Key commitment in GCM (or AEAD in general)[ ?]
The generic transformations defined by the above papers provide varying levels commitment (from just key commitment to the full commitment of all inputs) with no additional ciphertext expansion. From my reading, it can be said that the transformations consider two principle approaches. The first is fixing the production of the final tag to be the output of a difficult to forge function, like a collision-resistant PRF, instead of a polynomial. And, the second is creating an input-specific key which is the output of a hash.
The later paper uses a simplified approach which is a combination. The ciphertext $C$ & tag $\tau$ are processed normally, but then the final tag $\tau^* \leftarrow H(K, N, A, \tau)$ replaces $\tau$. But, this only effects the authentication tag, meaning it doesn't assist in any way in blending $n_{once}$ misuse-resistance & committing AEAD (e.g. further affecting the ciphertext randomization).

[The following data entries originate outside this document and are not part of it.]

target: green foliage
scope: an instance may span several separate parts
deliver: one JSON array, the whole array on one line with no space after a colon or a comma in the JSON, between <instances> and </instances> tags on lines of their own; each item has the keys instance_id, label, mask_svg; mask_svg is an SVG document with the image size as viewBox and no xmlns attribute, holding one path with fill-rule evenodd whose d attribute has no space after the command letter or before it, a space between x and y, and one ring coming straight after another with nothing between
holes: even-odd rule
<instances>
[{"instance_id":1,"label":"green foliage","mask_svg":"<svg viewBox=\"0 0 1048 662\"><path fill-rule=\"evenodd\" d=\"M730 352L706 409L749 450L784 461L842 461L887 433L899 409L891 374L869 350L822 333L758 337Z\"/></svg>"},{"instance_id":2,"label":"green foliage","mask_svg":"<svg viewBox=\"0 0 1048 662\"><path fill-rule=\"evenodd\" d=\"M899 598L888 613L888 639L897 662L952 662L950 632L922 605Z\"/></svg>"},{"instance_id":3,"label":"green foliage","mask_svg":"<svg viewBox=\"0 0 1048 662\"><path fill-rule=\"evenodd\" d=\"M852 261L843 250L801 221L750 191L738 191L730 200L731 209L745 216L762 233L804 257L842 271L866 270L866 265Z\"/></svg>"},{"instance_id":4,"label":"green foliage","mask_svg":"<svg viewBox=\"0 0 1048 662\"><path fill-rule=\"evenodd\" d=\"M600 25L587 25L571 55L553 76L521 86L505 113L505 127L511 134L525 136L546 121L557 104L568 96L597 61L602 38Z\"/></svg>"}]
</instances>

The former paper separates the approaches. First turning a non-committing AEAD scheme $\textsf{SE}$ into a key-committing $\textsf{CMT-1}$ scheme $\textsf{SE-1}$ by using a collision-resistant hash for the final tag production. Then, treating the $\textsf{SE-1}$ scheme to another generic transformation to a fully committing $\textsf{CMT-4}$ AEAD scheme $\textsf{SE-4}$ by replacing the encryption key $K$ with a keyed-hash output $L \leftarrow H(K, (N, A))$ & the associated data $A$ with an empty string $\epsilon$. This results in $\textsf{SE-1}(K, N, A, M)$ being transformed into $\textsf{SE-4}(L, N, \epsilon, M)$.
But isn't that one application of "associated data?" For instance, can't one include a hash of the key (or something similar) in the associated data?
The existing answer by poncho explains why just altering the associated data to include the hash of the inputs doesn't help in the case of AES-GCM.
However, this approach is essentially what is done in $\textsf{SE-4}$ schemes, except that the key becomes the hash of the inputs, instead of the hash of the inputs being used as the associated data.